An unpopular proposal to increase meter rates citywide by 50 cents has been shelved by Muni officials, who are counting, instead, on a program of costlier parking stays during peak travel times in certain parts of The City to help make up a budget shortfall.
The variable-pricing scheme is part of Muni’s SFpark program, a collection of pilot projects that will be implemented this September. Motorists can expect higher hourly rates for meters during peak times in the morning, but summarily less for parking during slower times in the afternoon. A parking meter could charge $3.50 an hour from 8 to 10 a.m., but only $1 an hour from 7 to 9 p.m., according to a hypothetical example provided in San Francisco Municipal Transportation Agency documents.
SFpark will be implemented in 6,425 on-street metered spaces — about 25 percent of all The City’s meters — and in 11,667 spaces in SFMTA-managed parking garages and lots, according to department documents. The SFpark pilot programs will include programs that allow drivers to access available parking information online and pay for meters using cell phones.
Initially projected to have an $81 million shortfall over the next two fiscal years, the SFMTA has reconciled that gap in part by adding $10 to all parking fines, implementing a $10 raise to Muni’s 30-day Fast Pass and increasing costs for residential parking permits. On Tuesday, the increases will be voted on, within a two-year budget proposal, by the department’s board of directors.
Originally forecasted to bring the department an extra $10 million in the 2009-10 fiscal year, the financial expectations of the SFpark program have now increased to $13 million, to offset the $3 million decrease from not implementing the across-the-board meter-rate increases.
Mayor Gavin Newsom, who earlier this week met with Muni officials to express his disdain for citywide meter increases, said the variable-pricing pilot program was a justifiable way to raise parking rates.
“I believe people are concerned this is a backhanded way to pay more for meters, but that’s not our intention,” Newsom told The Examiner. “It’s a more thoughtful, targeted way to takeadvantage of technology, and I’m hopeful this will change people’s behavior in a positive way.”
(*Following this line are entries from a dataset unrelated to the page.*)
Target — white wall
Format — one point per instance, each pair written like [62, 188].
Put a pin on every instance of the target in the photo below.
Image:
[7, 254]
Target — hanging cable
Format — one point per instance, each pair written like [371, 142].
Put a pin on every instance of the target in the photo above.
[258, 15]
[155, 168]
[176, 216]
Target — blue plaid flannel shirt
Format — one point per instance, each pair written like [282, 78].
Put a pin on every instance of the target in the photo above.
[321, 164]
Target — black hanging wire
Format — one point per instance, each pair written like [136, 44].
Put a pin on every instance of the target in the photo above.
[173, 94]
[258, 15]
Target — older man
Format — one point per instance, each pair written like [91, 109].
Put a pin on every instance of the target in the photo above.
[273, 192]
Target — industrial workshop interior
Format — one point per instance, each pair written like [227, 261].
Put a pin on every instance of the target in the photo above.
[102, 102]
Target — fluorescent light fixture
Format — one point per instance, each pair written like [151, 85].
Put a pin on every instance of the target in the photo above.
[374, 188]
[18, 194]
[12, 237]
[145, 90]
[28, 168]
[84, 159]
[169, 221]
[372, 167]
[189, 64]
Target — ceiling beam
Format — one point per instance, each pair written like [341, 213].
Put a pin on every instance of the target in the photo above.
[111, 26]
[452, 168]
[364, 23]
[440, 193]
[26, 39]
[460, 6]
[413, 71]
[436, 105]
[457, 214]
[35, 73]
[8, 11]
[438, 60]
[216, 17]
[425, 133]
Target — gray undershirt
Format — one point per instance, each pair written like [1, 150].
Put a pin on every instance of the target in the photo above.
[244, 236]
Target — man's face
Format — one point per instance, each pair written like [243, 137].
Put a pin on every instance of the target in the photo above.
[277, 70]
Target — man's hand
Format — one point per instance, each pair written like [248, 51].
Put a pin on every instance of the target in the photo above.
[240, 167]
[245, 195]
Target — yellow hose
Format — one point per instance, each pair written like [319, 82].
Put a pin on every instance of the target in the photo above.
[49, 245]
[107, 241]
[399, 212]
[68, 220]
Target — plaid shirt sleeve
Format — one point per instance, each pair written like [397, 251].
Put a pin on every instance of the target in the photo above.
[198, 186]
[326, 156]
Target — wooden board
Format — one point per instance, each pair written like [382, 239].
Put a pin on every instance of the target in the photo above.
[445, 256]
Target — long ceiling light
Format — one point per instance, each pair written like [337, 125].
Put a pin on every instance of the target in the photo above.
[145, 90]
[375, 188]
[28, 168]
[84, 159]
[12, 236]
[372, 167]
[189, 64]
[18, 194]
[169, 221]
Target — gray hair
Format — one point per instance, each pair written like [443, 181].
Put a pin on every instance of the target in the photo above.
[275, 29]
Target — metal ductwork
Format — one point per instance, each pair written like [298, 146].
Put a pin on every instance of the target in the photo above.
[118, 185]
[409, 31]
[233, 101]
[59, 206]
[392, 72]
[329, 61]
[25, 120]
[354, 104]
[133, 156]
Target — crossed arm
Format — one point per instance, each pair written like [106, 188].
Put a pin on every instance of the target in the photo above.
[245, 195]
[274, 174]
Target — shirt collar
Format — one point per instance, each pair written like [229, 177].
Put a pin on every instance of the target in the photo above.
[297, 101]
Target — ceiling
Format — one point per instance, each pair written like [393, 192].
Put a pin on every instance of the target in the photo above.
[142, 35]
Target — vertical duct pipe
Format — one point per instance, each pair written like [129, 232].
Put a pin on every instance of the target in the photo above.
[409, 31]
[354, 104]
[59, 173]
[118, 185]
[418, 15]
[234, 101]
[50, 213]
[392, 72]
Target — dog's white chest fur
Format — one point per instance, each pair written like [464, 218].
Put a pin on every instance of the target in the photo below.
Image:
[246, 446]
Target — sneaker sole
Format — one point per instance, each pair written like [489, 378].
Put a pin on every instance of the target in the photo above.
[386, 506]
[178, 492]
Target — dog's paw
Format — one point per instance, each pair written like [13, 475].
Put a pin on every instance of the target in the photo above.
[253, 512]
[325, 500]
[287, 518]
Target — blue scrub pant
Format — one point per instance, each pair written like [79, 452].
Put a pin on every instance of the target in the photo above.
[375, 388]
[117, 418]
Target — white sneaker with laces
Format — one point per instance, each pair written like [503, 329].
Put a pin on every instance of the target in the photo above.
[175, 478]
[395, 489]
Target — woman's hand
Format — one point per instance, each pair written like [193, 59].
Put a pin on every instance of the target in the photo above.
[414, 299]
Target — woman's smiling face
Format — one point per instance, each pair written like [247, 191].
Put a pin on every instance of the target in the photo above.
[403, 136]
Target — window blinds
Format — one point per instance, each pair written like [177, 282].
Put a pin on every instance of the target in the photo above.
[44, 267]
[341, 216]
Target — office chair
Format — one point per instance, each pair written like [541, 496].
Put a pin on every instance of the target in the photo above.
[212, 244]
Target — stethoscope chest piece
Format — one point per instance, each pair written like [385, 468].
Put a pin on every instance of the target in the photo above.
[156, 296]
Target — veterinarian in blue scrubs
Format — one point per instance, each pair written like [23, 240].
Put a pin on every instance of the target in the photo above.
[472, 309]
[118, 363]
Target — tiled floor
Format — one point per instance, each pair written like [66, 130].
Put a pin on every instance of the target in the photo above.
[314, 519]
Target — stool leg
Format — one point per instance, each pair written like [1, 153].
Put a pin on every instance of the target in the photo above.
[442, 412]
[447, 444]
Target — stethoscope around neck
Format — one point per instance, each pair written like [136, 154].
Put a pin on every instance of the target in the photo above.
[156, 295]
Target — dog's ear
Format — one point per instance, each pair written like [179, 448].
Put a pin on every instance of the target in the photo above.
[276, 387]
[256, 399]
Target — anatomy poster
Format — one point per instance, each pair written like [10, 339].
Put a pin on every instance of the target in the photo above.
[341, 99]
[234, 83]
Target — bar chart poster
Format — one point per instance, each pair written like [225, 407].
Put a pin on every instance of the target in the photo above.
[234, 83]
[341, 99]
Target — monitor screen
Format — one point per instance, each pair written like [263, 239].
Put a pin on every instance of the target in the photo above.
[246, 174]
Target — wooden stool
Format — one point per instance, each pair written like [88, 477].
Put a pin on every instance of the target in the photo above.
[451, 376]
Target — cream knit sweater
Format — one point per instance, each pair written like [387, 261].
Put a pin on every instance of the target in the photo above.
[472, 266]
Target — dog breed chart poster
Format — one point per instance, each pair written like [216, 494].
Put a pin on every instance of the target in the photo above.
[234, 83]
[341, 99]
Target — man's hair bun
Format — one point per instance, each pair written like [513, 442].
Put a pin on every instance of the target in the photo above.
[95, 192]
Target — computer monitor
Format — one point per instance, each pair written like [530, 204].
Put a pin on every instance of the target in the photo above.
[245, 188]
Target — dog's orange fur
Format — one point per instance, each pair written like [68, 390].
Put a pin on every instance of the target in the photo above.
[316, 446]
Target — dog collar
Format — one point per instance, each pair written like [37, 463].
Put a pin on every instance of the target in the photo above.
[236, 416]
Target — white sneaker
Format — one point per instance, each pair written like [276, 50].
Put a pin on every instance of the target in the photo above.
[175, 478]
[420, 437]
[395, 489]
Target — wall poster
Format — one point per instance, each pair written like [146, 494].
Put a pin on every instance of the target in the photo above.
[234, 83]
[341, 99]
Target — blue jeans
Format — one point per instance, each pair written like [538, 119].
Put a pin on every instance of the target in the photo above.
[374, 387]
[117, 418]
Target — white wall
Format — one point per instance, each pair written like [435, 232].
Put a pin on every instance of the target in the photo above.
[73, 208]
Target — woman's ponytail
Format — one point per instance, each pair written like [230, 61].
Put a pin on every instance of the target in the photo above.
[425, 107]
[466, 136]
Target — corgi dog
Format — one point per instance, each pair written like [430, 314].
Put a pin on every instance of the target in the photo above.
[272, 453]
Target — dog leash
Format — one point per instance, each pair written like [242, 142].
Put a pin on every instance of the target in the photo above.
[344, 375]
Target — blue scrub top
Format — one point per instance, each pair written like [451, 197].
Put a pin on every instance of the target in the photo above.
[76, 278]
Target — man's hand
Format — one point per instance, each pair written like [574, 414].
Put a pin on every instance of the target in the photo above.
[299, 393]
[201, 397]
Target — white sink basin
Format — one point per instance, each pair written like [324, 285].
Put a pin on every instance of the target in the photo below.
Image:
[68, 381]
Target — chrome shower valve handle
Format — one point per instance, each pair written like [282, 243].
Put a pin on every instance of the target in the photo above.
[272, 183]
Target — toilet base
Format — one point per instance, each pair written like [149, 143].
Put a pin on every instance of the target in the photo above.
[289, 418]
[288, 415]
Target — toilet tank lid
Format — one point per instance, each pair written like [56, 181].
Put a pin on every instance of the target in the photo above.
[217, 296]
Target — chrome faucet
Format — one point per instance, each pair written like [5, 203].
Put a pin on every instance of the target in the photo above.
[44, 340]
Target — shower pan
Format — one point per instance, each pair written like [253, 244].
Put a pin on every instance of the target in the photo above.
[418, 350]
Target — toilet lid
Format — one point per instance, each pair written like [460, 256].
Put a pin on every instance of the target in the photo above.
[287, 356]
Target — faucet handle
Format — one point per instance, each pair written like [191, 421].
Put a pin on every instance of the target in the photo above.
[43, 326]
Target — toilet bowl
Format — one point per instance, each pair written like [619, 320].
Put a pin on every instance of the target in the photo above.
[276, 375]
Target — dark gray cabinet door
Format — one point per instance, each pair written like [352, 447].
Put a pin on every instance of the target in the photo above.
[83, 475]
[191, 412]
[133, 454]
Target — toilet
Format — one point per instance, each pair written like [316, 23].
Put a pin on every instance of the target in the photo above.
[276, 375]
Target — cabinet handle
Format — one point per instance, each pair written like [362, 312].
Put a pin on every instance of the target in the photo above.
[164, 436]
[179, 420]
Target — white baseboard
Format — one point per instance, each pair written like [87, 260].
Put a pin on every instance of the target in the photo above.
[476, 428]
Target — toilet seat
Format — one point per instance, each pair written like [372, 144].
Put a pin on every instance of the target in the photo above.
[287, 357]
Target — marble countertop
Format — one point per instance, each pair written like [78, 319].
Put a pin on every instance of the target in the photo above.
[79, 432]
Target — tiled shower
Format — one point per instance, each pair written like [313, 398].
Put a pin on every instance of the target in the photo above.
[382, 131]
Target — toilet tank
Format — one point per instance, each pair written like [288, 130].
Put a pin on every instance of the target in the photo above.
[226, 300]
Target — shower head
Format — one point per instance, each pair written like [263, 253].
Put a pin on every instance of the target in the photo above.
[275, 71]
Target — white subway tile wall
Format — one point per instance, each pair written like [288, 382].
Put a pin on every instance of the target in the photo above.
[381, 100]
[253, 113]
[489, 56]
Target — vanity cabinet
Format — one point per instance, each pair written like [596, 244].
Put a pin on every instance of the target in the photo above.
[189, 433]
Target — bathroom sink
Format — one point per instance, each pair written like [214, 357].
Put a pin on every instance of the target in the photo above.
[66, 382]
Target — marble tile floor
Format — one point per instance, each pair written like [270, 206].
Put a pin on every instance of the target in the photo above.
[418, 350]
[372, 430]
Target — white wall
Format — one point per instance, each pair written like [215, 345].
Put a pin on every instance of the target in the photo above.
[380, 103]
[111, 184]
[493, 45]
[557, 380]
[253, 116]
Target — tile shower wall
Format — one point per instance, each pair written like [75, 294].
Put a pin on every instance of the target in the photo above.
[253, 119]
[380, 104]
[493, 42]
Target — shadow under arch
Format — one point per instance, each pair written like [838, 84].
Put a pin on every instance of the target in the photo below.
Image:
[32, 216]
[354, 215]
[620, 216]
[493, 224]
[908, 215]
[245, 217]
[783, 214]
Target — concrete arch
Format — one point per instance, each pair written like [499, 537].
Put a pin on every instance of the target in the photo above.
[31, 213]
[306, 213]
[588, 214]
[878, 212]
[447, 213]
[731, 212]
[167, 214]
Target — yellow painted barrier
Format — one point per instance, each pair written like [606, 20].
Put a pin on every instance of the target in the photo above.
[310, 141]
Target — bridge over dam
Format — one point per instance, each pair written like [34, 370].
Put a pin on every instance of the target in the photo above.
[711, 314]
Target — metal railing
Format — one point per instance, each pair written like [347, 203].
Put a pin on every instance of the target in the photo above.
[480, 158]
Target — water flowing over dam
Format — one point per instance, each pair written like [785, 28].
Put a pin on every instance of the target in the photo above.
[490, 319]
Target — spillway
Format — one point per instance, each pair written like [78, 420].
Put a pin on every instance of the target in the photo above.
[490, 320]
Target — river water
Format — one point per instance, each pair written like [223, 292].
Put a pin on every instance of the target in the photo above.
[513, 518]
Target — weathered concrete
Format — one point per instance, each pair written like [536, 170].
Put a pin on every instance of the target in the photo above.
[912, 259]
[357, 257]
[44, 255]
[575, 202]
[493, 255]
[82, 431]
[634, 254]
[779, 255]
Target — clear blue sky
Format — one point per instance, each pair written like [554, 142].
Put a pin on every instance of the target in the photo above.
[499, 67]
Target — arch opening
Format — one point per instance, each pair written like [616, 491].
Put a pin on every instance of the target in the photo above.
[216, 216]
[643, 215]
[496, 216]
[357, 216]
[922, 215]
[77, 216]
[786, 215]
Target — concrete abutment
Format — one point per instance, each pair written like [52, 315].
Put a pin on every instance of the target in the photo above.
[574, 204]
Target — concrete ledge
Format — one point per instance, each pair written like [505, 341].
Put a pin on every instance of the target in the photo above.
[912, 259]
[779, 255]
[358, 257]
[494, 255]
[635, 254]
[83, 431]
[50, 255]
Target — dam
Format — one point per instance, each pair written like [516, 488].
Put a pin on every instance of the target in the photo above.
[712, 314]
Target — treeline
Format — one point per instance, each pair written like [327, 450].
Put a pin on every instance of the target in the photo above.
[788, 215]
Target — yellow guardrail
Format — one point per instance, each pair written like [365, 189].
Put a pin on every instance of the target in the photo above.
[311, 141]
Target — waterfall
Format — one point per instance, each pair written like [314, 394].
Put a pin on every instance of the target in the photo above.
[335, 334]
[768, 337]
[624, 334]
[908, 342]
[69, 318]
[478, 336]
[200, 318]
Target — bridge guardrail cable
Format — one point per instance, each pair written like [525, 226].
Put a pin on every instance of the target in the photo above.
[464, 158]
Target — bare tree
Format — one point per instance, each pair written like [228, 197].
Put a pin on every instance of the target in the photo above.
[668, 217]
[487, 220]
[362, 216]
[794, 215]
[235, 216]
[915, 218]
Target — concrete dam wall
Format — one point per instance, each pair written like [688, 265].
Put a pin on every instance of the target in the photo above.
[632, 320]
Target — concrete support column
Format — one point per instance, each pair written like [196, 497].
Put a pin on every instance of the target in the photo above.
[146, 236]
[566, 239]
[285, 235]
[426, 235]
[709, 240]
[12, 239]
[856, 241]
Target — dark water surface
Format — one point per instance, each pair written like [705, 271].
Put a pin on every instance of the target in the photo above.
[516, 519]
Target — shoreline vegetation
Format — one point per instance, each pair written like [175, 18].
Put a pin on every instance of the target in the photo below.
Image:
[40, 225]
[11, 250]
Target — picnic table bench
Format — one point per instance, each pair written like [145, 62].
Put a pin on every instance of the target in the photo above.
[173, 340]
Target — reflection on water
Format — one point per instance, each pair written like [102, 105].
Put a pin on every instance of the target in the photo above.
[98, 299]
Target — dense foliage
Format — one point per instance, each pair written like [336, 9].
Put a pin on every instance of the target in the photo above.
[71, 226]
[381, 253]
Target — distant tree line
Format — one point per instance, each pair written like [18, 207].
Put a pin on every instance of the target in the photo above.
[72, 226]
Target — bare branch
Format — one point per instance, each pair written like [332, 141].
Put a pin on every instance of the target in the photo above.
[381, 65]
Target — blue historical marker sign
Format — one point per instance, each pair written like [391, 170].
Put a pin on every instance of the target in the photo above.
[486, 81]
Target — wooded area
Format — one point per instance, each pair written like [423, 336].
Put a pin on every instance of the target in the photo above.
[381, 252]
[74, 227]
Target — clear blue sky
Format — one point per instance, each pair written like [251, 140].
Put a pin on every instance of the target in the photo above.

SFMTA Executive Director Nathaniel Ford told The Examiner that “SFpark is a great opportunity for The City to move forward with actual congestion pricing.”
Of SFpark’s $23 million total costs, $18.4 million will be provided by federal grant money. The pilot programs will last two years, at which time the SFMTA will evaluate the effectiveness of each program and decide which ones it will further enhance, Ford said.